2. 物归原主
    饭安安静静的吃到一半,没有人说话,贺军抬头看看只顾干饭的贺欲燃:“最近你那个清吧生意怎么样啊。”

    “挺好的。”

    “忙不忙。”

    “还行。”

    一问一答。

    贺军清了清嗓子:“最近不忙的话,有点事跟你商量一下。”

    “挺忙的。”贺欲燃扒拉了两口饭。

    “……”贺军莫名吃瘪。

    “少找借口啊。”贺军瞪了他一眼:“你最近那个店,暂时交给你朋友管吧,你妈在朋友那里争取到一个不错的实习名额,过几天你去试一试。”

    贺欲燃筷子一顿。

    这顿饭的目的显现了。

    “再说吧。”贺欲燃淡淡的说。

    “又是再说。”贺军情绪激动了:“你说的再说,哪次有再,哪次有说?”

    郑淑华碰了一下贺军,商量道:“小燃,你孙阿姨以前和妈妈在一个会计师事务所,也是妈妈的上级,关系不错,能力也很好。你去跟着她试一试,朝八晚六的也不累,机会难得啊。”
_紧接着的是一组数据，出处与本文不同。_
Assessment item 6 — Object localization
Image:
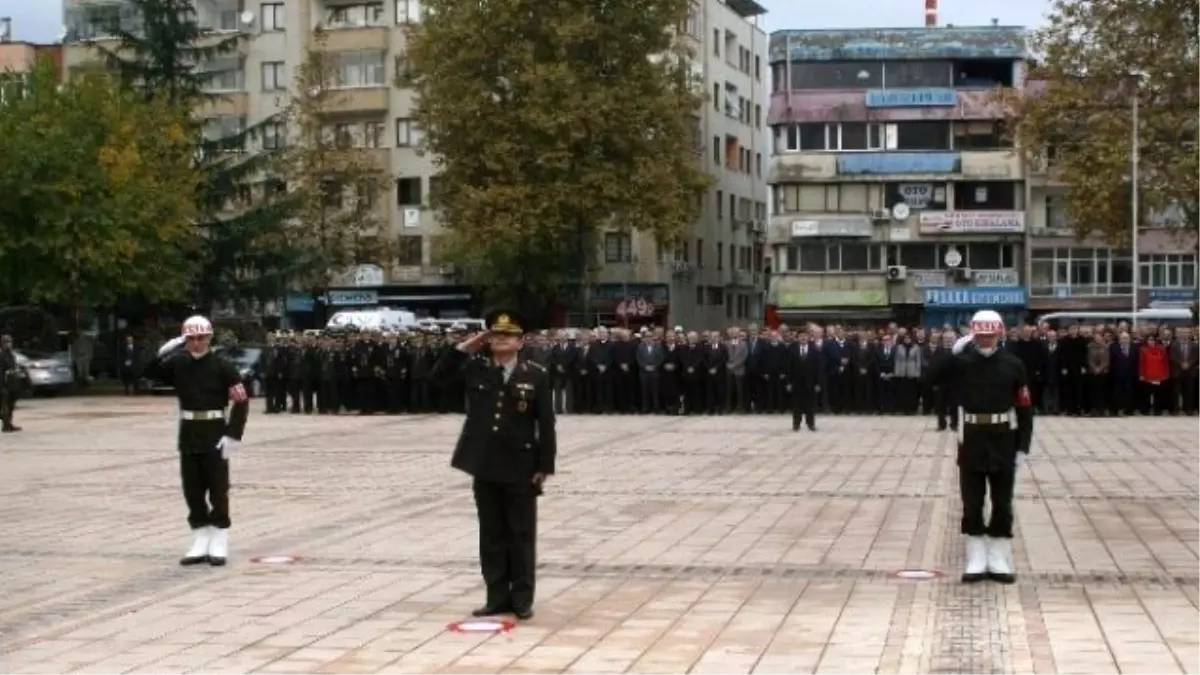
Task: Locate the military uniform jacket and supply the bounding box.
[432,350,558,484]
[146,351,250,454]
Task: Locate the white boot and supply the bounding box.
[962,537,988,584]
[209,527,229,567]
[988,539,1016,584]
[179,525,212,565]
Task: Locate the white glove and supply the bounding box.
[950,333,974,354]
[217,436,241,459]
[158,335,187,357]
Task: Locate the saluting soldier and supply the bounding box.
[146,316,250,567]
[930,310,1033,584]
[433,311,557,620]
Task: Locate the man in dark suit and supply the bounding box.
[433,311,558,620]
[786,333,821,431]
[636,335,664,414]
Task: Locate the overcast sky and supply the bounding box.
[0,0,1050,42]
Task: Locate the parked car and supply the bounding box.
[13,351,74,395]
[140,345,263,396]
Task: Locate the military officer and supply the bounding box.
[930,310,1033,584]
[146,316,250,567]
[432,311,557,620]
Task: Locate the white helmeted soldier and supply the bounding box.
[148,316,250,566]
[930,310,1033,584]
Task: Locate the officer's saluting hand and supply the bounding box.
[431,311,557,620]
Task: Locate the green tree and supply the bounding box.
[94,0,295,305]
[272,29,391,288]
[398,0,709,315]
[0,61,199,309]
[1009,0,1200,254]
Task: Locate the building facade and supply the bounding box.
[65,0,768,325]
[1027,138,1200,315]
[767,25,1028,325]
[588,0,770,328]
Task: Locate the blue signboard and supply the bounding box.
[329,291,379,307]
[925,288,1028,309]
[866,88,959,108]
[838,153,960,175]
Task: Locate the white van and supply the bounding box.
[325,307,416,330]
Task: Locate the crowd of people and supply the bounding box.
[248,317,1200,417]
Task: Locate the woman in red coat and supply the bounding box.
[1138,336,1171,414]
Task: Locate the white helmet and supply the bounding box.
[971,310,1004,335]
[181,315,212,338]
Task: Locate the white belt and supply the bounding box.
[179,410,224,422]
[962,412,1012,424]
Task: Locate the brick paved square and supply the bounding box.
[0,398,1200,675]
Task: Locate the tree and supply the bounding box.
[408,0,709,316]
[1008,0,1200,254]
[94,0,295,306]
[0,61,199,310]
[272,29,391,288]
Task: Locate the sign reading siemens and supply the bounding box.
[925,288,1028,307]
[866,89,959,108]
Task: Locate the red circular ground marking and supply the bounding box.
[892,569,942,581]
[250,555,296,565]
[446,619,516,633]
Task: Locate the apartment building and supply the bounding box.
[1027,82,1200,313]
[767,25,1028,325]
[65,0,468,325]
[0,17,62,73]
[589,0,769,328]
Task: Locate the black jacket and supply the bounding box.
[431,350,558,484]
[145,351,250,454]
    贺欲燃只觉得这口饭噎得慌,缓了一会才说:“过两天要交论文,我没什么时间……”

    “还在找借口。”贺军声音高了。

    贺欲燃习惯了,没什么波澜,倒是贺锦佑被吓了一跳,吃饭都不敢吧唧嘴了。

    “你都快大四毕业了,还打算玩到什么时候啊?清吧你开了一年也行了,收收心找个体面的工作不好吗?”

    贺欲燃左耳进右耳出,眼皮都没抬。

    “你看看我周围那些朋友,人家孩子不是在编就是白领,你看看你,你是什么……”

    “我是老板。”贺欲燃往嘴里塞了块肉。

    “……”

    贺军气的脸一阵红一阵白:“你那算什么破老板?就是个不伦不类!”

    贺欲燃放下碗筷:“我开清吧挣的钱能养活我自己,最近流水很可观,我不觉得会比坐在办公室算账挣得少。”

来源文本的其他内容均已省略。